Na początku pogrzebowej Eucharystii ks. bp Leszek Leszkiewicz, biskup pomocniczy diecezji tarnowskiej, odczytał pełen chrześcijańskiej nadziei list abp. Wiktora Skworca, metropolity katowickiego, który jako wcześniejszy biskup tarnowski zaprosił siostry z Katowic na fundację do Tarnowa. Wśród ponad 30. koncelebransów, głównie kapłanów tarnowskich, z księżmi infułatami, księdzem rektorem i profesorami seminarium, proboszczem tarnowskiej parafii MB Fatimskiej, na terenie której położony jest klasztor, nie zabrakło też karmelitów bosych, współbraci zakonnych zmarłej, którzy przybyli z Czernej, Kluszkowiec, Krakowa i Wadowic, na czele z wikariuszem prowincji – o. Łukaszem Kasperkiem OCD i o. Oktawianem Stokłosą OCD – delegatem prowincjalnym dla karmelitanek bosych. Przybyło także 6 sióstr zewnętrznych z klasztorów karmelitanek bosych w Katowicach, Kodniu, Krakowie, Rzeszowie i Wrocławiu. Posługę akolitów pełnili klerycy diecezjalni z Tarnowa i karmelitańscy z Krakowa. Obecne były liczne siostry zakonne i przedstawiciele świeckiego zakonu karmelitańskiego
W swej homilii ks. bp Andrzej Jeż, podkreślając fakt, że pogrzeb wiernej karmelitanki bosej, jaką była śp. m. Teresa, nie napawa nigdy smutkiem, ale prawdziwie chrześcijańską, paschalną radością i pokojem, nakreślił sylwetkę zmarłej w świetle słowa Bożego, cytując także fragmenty z jej korespondencji i poezji; fragmenty stanowiące niejako jej duchowy testament, ukierunkowujący na Bożą miłość: „Kiedy już mnie na zawsze zawołasz, o Boże, ku ziemi oczu swoich nie odwrócę. / W sercu zabiorę wszystko, co żyć może w obliczu Twoim, a resztę odrzucę. / Na ziemi dłonie swe położę obie, byś mnie unosząc ponad krąg stworzenia, / w dłoniach tych wszystko pociągnął ku Sobie / i uwiódł w szczęśliwość wiecznego istnienia”.

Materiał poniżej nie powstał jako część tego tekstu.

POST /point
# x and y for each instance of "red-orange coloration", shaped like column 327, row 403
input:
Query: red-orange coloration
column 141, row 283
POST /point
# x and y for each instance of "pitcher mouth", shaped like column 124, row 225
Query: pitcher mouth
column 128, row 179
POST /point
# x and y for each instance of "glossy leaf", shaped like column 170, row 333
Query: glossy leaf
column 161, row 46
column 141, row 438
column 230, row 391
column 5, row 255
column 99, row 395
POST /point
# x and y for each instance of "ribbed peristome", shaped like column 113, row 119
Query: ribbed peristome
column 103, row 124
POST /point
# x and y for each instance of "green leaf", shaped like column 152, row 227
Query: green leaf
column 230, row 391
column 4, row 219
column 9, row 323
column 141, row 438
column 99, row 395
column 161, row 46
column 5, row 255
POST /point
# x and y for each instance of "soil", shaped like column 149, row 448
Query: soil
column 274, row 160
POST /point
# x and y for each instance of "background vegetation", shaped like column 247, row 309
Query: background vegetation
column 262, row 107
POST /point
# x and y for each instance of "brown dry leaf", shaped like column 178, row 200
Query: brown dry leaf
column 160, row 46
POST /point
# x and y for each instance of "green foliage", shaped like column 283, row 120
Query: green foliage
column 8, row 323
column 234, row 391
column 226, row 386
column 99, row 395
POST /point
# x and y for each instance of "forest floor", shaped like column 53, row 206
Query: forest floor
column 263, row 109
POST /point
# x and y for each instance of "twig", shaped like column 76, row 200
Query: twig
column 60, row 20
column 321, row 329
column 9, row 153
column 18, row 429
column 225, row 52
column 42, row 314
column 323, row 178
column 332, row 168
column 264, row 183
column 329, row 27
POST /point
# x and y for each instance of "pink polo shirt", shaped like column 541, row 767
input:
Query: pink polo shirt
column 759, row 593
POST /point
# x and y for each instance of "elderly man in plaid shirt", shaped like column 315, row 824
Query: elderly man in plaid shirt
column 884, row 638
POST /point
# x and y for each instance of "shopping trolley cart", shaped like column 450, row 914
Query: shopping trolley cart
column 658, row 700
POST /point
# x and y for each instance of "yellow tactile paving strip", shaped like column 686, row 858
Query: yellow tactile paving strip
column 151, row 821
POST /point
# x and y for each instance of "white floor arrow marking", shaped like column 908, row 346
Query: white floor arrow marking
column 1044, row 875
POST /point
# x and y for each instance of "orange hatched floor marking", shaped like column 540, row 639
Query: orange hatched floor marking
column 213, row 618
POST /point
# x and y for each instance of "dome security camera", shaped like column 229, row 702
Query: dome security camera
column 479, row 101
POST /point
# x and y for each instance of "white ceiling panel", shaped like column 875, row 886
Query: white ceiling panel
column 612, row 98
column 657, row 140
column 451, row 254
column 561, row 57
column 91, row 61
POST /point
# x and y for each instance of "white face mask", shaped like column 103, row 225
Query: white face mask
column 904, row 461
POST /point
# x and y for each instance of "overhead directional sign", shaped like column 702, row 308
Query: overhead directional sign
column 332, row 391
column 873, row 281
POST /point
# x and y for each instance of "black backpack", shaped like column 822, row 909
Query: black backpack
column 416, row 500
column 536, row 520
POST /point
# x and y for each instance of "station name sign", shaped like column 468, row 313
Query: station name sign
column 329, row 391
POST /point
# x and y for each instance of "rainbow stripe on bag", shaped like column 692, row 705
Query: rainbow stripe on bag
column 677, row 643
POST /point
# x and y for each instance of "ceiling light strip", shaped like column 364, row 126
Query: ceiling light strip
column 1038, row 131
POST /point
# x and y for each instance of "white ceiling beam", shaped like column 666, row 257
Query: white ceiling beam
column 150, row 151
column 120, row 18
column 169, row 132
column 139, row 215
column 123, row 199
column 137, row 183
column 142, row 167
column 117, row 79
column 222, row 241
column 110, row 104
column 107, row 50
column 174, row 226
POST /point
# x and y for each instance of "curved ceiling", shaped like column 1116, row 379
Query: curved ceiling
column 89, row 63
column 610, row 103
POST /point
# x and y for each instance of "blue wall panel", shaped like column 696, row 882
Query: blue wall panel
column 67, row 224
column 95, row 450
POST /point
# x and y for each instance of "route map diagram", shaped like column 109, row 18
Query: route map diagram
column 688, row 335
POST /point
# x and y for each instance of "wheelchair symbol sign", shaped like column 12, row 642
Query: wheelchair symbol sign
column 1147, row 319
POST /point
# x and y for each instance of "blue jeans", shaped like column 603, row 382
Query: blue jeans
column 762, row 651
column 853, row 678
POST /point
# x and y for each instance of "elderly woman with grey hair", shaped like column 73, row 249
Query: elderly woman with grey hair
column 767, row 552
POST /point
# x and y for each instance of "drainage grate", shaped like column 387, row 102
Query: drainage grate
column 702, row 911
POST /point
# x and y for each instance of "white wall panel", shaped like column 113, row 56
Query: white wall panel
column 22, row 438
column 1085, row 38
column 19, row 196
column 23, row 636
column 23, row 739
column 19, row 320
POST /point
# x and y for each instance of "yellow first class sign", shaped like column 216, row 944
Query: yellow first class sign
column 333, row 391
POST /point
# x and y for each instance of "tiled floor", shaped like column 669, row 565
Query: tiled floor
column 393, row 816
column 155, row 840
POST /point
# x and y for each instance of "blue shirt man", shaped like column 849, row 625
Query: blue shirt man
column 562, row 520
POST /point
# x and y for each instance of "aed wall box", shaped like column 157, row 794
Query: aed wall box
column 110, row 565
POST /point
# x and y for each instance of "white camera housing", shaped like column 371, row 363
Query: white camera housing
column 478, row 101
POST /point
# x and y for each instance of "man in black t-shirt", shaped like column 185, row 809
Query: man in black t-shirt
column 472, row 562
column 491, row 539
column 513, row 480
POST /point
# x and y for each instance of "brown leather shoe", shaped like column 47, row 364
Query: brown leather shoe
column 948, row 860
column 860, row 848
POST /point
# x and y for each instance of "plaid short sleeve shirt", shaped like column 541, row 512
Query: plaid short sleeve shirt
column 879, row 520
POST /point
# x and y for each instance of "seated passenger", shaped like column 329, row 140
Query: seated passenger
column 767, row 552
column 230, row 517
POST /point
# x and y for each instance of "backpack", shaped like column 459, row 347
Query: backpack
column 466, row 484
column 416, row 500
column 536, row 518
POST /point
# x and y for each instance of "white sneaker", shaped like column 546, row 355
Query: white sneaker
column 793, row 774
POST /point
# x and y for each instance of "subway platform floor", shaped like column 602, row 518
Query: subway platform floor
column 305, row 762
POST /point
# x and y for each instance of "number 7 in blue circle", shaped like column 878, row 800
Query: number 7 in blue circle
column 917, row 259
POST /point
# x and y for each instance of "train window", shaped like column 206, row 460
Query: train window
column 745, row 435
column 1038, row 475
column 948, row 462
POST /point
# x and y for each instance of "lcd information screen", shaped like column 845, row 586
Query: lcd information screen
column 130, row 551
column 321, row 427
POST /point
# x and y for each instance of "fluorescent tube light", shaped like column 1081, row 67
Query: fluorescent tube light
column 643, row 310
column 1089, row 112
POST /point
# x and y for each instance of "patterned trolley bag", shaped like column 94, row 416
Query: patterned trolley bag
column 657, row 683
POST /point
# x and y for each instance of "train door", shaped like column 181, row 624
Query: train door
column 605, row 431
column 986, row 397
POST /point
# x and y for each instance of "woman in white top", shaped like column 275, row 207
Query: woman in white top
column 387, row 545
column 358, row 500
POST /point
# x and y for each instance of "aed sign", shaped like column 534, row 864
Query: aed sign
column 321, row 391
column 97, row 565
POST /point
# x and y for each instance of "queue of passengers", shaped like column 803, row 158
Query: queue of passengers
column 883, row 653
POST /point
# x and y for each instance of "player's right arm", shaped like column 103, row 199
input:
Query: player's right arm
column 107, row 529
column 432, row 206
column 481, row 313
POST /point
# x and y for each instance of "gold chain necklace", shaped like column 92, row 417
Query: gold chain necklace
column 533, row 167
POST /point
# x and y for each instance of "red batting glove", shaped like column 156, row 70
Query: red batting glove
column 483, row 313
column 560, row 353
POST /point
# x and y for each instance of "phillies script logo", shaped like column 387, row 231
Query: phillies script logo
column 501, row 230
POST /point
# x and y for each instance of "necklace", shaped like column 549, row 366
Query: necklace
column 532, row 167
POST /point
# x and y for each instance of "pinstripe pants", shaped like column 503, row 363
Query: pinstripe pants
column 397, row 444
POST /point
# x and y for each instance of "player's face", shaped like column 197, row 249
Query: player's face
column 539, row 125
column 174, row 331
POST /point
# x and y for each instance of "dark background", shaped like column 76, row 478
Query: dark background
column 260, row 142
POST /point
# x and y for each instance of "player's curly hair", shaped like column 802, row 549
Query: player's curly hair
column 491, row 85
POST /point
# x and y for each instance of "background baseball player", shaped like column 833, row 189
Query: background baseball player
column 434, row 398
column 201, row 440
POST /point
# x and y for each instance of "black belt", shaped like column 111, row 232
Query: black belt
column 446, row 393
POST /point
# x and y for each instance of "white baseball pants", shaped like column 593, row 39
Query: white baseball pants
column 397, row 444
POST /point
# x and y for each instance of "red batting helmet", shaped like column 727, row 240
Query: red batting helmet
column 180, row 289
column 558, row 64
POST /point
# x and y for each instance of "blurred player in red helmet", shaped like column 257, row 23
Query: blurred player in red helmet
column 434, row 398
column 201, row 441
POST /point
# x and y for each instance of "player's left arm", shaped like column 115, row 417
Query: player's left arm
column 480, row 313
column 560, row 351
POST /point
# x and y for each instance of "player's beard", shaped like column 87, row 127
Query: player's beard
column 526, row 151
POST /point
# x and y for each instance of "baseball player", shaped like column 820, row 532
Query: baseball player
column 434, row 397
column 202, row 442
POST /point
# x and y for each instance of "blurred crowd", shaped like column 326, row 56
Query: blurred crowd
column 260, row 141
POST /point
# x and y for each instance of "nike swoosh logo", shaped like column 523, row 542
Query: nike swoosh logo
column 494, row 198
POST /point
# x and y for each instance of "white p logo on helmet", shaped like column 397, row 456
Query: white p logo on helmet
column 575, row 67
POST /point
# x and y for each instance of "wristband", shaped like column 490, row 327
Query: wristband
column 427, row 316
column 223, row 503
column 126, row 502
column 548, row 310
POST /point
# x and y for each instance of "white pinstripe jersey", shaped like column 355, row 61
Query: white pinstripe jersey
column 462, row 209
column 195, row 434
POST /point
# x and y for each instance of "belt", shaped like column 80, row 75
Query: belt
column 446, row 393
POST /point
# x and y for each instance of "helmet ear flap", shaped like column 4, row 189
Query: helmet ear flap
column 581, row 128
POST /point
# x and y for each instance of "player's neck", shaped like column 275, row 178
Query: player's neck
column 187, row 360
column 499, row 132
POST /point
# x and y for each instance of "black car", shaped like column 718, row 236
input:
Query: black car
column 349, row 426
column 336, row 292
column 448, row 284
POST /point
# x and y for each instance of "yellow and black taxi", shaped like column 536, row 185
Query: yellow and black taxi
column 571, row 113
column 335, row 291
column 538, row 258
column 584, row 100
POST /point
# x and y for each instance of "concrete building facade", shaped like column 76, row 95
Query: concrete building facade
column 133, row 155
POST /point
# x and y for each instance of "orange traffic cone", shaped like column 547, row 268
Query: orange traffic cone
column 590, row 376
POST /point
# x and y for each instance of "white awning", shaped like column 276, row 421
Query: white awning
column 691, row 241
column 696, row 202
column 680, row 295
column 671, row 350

Wszystkim uczestnikom pogrzebu, także krewnym zmarłej, służbie zdrowia, która nie szczędziła wysiłków, by towarzyszyć jej w cierpieniu oraz przyjaciołom i dobroczyńcom klasztoru, podziękował w imieniu zakonu o. Szczepan Praśkiewicz, który jako były przełożony prowincjalny towarzyszył fundacji tarnowskiej od zarania jej dziejów. Nawiązał on do faktu, że m. Teresa zmarła w wigilię celebrowanego w Karmelu święta Przebicia Serca św. Teresy od Jezusa, widząc w tym fakcie niejako nadprzyrodzoną pieczęć samego Pana Boga, że to kochające Go serce, które każdym swoim uderzeniem powtarzało: „mój Jezu, ja Cię kocham”, zatrzymało się właśnie w dniu przywoływania przez liturgię karmelitańską mistycznego fenomenu przebicia serca św. Teresy, reformatorki zakonu.
Matka Teresa od Dzieciątka Jezus spoczęła jako pierwsza mniszka tarnowskiego Karmelu na cmentarzu sąsiadującym z klasztorem, w grobowcu usytuowanym przy grobowcach kapłańskich, gdzie oczekuje chwalebnego zmartwychwstania, jak głosi napis umieszczony tam u stóp figury Zmartwychwstałego Chrystusa, na co zechciał w swym pożegnalnym słowie zwrócić jeszcze uwagę ks. biskup ordynariusz.